Can We Reduce Gun Violence With A Public Health Approach?

              Our friends at the Coalition  to Stop Gun Violence (CSGV) recently posted an editorial that described gun violence as a ‘public health crisis’ because it has an “adverse impact on community health.” The notion that we can reduce and ultimately eliminate the 40,000 gun deaths suffered each year by taking a public health solution to the problem has become the standard mantra in gun-control circles, not the least of which because of the possibility that CDC research money on gun violence may be coming back into play.

              We love the notion of public health. Maybe we didn’t invent it, but we sure have used the public health approach to deal with serious threats to the human community, most notably and recently AIDS. And since gun violence is certainly widespread enough to be considered a threat to the human community, and since it also tends to impact most severely on certain identifiable groups within the community, obviously we can and should utilize the public health approach to this health threat as well. So say all the public health experts on gun violence.

I’m not a physician. I’m not a public health researcher. I can, if I choose, ask to be introduced as ‘Doctor Weisser,’ but that’s only because I earned a lowly Ph.D.

 On the other hand, I know something about guns. And based on what I know and what all these public health experts don’t know,  I disagree.

I disagree with the ‘public health approach’ to gun violence because the information that we need to evaluate in order to figure out a valid public health response to this particular threat to the human community doesn’t exist. And it won’t exist even if the CDC dumps not just 50 million into gun research, but 500 million or more.

I don’t hear any of the public health experts talking about this problem at all. In fact, these experts go out of their way to deny the importance of even collecting such data, despite saying again and again that any public health strategy must be ‘evidence-based.’

A public health approach requires that first you figure out why certain people get sick. Then you figure out how the sickness spreads from victim to victim, then you figure out how to prevent the spread of the illness either through immunization strategies, public policies or both. In the case of gun violence, we know who gets sick. But we have absolutely no idea how the illness spreads from one person to another because we don’t know anything about the agent who spreads the disease – the shooter – and we don’t know anything about the instrument whose presence creates the disease – the gun.

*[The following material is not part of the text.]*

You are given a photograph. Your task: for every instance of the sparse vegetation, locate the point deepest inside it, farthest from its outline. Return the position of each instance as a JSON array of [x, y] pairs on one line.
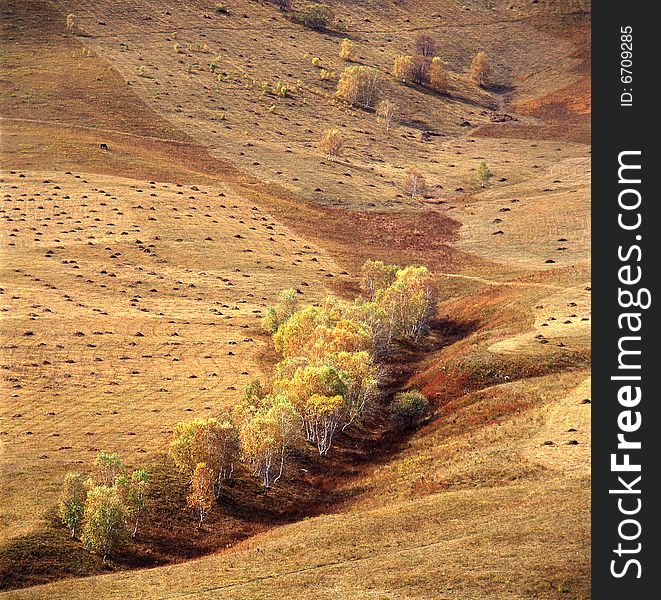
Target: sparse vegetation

We don’t know anything about the agent because in the case of self-inflicted fatal injuries the agent is dead. In the case of the agent spreading the disease, he either isn’t identified or if he is, he’s locked up in jail. At which point we aren’t dealing with a public health issue. We’re dealing with a crime. Finally, both groups of agents use the same instrument, a gun, and we don’t know how they got their hands on the gun.

Back in March, three major public health scholars appeared before a House committee and testified about the need to restore CDC gun research funds. When asked, all three esteemed experts denied the necessity to create a national gun registry – not needed at all. A national registry happens to be the only way to figure out the movement and use of the instrument which has to be present in every instance of gun violence. Somehow, this never gets said.

I’m saying it now. Either my friends in the public health community stop promoting the nonsense that whatever they are doing won’t threaten the beloved 2nd Amendment, or they can stop pretending that they can come up with any kind of serious public health solution to the threat posed by guns. It’s simple.  Either – Or.